What about our stakeholders? This is obviously a huge concern, especially for Wisconsin’s $43 billion dairy industry. Again, if we do this properly, we should be better positioned to meet the needs of our key stakeholders in the future than we are today. A huge risk, if we decide not to merge, is spreading ourselves too thin by trying to cover all disciplines and all species – neither UW-Madison nor any other land-grant university can do this successfully. We need to specialize and focus on the things that are most important to Wisconsin, and this strategic planning will take place throughout most of 2019.
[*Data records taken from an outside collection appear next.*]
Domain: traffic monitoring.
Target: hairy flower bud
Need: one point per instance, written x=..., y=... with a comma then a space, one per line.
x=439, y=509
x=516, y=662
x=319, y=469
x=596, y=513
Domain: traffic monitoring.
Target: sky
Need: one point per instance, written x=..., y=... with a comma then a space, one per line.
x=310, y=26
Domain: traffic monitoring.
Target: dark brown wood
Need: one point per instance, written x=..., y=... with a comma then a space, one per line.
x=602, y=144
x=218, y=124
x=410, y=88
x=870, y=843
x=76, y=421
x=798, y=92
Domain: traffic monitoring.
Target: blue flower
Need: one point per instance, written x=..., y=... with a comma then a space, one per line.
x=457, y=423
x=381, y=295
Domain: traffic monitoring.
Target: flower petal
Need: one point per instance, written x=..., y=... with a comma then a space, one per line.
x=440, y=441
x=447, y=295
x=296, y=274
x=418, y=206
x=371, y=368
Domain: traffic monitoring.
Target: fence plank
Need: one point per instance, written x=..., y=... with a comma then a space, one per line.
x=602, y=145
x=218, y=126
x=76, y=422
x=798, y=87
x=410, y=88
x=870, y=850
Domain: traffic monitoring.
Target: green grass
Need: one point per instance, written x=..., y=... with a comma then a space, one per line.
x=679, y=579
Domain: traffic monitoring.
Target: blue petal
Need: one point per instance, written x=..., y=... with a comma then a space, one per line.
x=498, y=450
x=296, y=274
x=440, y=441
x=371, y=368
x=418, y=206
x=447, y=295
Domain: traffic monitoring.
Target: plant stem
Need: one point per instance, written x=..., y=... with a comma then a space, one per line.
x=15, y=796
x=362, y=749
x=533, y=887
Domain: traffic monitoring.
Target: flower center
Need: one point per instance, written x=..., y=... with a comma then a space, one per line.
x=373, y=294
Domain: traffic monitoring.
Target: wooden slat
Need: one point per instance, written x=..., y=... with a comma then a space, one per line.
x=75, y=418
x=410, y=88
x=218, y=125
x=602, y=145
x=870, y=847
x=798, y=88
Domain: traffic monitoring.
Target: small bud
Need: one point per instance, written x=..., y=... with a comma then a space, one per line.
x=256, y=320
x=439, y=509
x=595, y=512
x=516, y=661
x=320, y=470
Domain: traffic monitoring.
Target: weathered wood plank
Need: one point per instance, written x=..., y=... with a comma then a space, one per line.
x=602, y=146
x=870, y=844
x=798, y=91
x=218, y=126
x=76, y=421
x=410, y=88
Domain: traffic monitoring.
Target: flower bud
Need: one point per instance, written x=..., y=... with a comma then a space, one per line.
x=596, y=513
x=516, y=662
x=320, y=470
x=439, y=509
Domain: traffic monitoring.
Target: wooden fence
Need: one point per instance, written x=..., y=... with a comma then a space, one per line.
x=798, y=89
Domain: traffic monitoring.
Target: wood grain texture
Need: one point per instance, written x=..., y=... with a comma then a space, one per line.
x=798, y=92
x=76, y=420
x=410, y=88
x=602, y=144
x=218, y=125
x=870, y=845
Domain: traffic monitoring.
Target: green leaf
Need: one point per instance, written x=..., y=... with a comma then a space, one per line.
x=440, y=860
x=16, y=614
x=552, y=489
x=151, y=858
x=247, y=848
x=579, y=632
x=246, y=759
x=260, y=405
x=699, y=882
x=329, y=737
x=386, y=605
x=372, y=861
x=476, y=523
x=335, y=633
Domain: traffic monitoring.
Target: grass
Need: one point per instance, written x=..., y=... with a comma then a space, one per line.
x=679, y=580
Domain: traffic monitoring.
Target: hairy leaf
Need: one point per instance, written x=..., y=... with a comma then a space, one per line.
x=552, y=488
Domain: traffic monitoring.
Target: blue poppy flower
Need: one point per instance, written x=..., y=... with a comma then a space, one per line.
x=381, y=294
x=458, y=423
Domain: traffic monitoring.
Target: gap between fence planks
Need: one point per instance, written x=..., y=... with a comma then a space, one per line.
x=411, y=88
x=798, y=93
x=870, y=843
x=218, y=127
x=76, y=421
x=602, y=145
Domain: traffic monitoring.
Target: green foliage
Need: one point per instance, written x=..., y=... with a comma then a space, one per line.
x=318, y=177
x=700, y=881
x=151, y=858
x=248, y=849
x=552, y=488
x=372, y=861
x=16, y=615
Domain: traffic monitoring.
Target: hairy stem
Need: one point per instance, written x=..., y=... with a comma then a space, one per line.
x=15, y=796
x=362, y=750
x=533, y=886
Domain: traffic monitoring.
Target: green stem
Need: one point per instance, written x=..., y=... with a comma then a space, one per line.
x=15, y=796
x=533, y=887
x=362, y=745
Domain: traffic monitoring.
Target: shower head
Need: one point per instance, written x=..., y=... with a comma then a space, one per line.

What’s the process? Now that both departments have “decided to try,” by voting to work toward development of a formal merger proposal, the hard work begins. Five interdepartmental groups have been formed to cover the key issues and decisions. These working groups will meet biweekly over the next six to eight months to discuss options and strategies, and during the summer we will seek input and feedback from our students, alumni, and stakeholders. By late fall we hope to pull all of the recommendations into a formal proposal, and if this proposal is approved by both departmental executive committees, it will be submitted to college and campus administrators and governance committees for their review. The overall process will take 18 to 24 months, so if we ultimately decide to merge, the earliest it will actually occur is mid to late 2020. We need to be very thorough in our planning and discuss all of the pros and cons both internally and externally, because if we decide to merge we need to get it right.
So, if you’ve made it this far, I hope it gives you a clearer picture of what we’re considering and why. Please don’t hesitate to reach out to me or other members of our faculty and staff if you have any questions or concerns. We look forward to sharing more concrete plans with you in late summer.